Senate Minority Leader Mitch McConnell (R-KY) on Monday torched the Democrats’ election takeover bill on the Senate floor as a purely “partisan power grab” by the left “to rig the rules of American elections permanently” in their favor.
As the Senate looks to vote on the Democrats’ election bill this week, McConnell took to the Senate floor to explain what the Democrats are trying to accomplish with their radical agenda. “Senate Democrats entered June with an agenda that was designed to fail. The Democratic leader planned votes on a host of the left’s most radical priorities,” McConnell said.
“None of it was ever intended to clear the Senate’s appropriately high bar for advancing legislation. Instead, the failure of their partisan agenda was meant to show somehow — somehow — that the Senate itself was failing,” the minority leader added. “For months, our colleagues built anticipation for the failure.”
He explained that this “particular radical proposal” was the “same bad bill since the House introduced its version back in 2019,” which has the “same nakedly partisan motives.” He added that “ever since democrats got the election outcome they wanted last fall, we watched our colleagues actually update the rationale for their latest partisan power grab.”
McConnell further explained that the Democrats have claimed the use of a filibuster is a racist tactic and legislatures that have passed elections are racist as well. McConnell noted those have all since been debunked. He said, “Remember, the last presidential election saw the highest voter turnout in decades — even amidst a once-in-a-century pandemic.”
In the last election, “African American turnout was twice as high in Mississippi as it was in Massachusetts,” he said, adding states like Georgia have since passed laws to update their election process after “lessons learned” from the pandemic, but Democrats label them a “redux of Jim Crow.”
“Even left-leaning fact checks debunked the claims,” he clarified. After the “train of disinformation” started, the left made it so “any state that dared to deviate from unique pandemic-era procedures faced summary judgment in the court of liberal outrage.”
McConnell explained what the Republican state legislatures have done to ensure safe and secure elections:
It doesn’t seem to matter that the facts tell a different story. The bill that led Texas Democrats to exercise the rights of a legislative minority last month requires more counties to adhere to new minimum hours for early voting. The Oklahoma bill that expanded early voting for elections was passed by a Republican legislature and signed by a Republican governor.
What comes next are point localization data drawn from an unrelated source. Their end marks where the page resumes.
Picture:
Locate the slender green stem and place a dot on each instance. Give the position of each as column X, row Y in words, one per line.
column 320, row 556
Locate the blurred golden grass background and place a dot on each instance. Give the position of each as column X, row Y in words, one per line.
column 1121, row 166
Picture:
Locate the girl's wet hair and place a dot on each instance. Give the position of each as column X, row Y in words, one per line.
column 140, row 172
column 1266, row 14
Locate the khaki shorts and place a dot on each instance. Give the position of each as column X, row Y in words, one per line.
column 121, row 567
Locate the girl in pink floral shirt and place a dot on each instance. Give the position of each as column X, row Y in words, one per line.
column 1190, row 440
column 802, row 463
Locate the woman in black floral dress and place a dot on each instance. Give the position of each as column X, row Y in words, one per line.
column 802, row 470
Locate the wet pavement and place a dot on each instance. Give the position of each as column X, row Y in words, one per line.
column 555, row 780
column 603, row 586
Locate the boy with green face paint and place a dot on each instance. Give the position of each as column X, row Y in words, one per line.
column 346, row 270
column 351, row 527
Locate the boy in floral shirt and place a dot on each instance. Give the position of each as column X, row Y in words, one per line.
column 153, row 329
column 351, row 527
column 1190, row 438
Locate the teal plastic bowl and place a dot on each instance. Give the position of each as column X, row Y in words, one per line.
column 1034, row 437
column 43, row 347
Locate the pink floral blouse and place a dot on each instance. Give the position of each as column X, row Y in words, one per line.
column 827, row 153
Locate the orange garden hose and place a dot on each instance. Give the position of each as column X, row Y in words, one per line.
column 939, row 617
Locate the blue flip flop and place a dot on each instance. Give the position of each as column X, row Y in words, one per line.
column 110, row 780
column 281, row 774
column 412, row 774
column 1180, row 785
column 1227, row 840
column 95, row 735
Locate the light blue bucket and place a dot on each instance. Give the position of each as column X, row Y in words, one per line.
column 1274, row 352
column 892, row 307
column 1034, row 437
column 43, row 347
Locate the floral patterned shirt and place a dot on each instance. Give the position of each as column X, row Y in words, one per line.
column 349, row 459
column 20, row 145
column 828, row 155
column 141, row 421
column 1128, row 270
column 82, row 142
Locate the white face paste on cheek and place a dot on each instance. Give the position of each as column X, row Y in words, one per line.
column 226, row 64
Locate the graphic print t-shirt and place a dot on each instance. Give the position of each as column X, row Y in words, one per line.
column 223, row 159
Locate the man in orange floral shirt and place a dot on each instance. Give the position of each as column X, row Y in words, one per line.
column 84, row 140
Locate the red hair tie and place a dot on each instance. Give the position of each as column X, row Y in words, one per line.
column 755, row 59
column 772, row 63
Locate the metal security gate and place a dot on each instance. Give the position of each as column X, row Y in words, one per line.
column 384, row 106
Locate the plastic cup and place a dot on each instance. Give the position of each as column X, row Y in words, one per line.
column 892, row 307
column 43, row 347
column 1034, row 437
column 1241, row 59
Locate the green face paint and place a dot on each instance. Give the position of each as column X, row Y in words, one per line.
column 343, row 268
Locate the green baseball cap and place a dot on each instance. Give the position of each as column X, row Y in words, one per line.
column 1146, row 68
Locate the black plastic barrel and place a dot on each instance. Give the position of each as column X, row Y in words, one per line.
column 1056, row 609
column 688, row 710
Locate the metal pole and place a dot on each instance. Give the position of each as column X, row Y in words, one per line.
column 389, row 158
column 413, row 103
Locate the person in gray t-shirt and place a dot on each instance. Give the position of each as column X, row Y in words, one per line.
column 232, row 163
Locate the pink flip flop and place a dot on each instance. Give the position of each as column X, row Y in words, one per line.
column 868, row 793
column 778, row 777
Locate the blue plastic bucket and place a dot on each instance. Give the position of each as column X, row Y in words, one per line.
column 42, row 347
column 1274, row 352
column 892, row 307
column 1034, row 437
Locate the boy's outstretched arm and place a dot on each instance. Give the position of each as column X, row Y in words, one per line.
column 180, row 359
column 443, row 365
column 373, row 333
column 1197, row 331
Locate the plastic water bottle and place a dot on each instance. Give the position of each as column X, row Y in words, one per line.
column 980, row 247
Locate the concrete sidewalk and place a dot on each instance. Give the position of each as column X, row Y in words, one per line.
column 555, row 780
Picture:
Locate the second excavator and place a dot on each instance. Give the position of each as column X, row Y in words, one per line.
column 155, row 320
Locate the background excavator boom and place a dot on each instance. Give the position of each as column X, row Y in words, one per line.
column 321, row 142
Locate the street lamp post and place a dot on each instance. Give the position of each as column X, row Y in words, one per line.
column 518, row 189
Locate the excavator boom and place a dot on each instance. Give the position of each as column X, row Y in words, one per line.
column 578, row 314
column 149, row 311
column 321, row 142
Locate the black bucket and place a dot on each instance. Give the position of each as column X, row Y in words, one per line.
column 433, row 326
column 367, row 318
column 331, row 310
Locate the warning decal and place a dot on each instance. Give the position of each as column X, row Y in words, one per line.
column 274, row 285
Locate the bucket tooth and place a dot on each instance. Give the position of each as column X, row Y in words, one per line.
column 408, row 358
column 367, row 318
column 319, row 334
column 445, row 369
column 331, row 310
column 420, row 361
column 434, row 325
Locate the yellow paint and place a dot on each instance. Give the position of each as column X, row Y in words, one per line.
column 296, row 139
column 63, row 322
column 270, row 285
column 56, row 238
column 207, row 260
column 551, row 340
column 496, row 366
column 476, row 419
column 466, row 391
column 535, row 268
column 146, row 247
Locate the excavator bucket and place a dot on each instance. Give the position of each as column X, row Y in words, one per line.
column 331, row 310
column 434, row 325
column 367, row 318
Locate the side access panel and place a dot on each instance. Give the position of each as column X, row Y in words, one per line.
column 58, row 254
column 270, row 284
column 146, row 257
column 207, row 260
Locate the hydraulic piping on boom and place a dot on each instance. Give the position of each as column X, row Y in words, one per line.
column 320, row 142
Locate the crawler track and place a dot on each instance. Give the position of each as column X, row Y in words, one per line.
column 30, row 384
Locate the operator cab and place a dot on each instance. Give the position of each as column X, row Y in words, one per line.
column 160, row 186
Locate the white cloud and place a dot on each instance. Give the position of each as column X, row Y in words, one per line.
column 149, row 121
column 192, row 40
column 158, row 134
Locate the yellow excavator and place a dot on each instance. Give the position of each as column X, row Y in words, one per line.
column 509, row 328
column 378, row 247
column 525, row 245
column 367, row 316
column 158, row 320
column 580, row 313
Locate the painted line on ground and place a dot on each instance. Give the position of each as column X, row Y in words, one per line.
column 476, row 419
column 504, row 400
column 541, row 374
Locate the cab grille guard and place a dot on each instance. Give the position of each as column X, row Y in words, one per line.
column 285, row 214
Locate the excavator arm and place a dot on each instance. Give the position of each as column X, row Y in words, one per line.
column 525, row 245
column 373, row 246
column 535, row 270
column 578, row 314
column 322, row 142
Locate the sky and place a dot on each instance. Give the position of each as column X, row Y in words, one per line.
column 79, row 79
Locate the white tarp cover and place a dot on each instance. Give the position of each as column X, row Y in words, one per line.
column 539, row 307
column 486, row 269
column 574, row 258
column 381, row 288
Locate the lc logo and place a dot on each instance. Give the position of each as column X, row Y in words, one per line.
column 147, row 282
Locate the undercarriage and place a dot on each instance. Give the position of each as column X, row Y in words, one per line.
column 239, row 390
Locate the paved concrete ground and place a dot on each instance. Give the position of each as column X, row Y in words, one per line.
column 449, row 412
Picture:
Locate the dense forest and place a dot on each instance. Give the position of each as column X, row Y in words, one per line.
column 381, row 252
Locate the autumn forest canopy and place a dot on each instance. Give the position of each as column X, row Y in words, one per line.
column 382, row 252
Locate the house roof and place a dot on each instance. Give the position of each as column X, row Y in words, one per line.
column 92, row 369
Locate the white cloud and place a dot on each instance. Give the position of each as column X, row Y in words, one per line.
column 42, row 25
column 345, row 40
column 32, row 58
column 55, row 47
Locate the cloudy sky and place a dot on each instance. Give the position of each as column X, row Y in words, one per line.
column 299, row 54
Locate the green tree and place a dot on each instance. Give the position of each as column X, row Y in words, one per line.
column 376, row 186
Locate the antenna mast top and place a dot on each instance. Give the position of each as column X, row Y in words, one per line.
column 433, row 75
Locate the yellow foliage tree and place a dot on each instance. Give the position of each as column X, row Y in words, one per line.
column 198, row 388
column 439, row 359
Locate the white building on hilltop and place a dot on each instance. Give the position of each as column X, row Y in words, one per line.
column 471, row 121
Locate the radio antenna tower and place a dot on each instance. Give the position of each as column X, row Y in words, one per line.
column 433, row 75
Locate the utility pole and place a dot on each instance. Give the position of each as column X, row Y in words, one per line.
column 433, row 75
In my state of Kentucky, the expansion of both online registration and early voting this spring passed on a bipartisan basis, and a Democratic governor signed it. Democrats will continue to insist that S.1 is a response to these state laws, but we know it actually predates them, and we’re starting to see that our colleagues’ latest rationale for S.1 can be flexible when needed.
McConnell said Democrats had been outspoken against voter ID, though an overwhelming majority support the effort:
Prominent Democrats have railed against voter ID requirements for years, but now that voter ID is among the sticking points keeping the Democratic caucus from uniting behind S.1, some Democrats have started indicating, well, they’ve had a change of heart. Now, I would commend them for coming around to commonsense positions on that issue that 80 percent of Americans already support, but one supposed compromise among some Democrats bears more than a passing resemblance to the partisan power grab their party has touted for years.
The senator explained that the Democrats in the Senate made it clear their “real driving force” to pass their partisan election takeover bill is their own “desire to rig the rules of American elections permanently, permanently in Democrats’ favor.”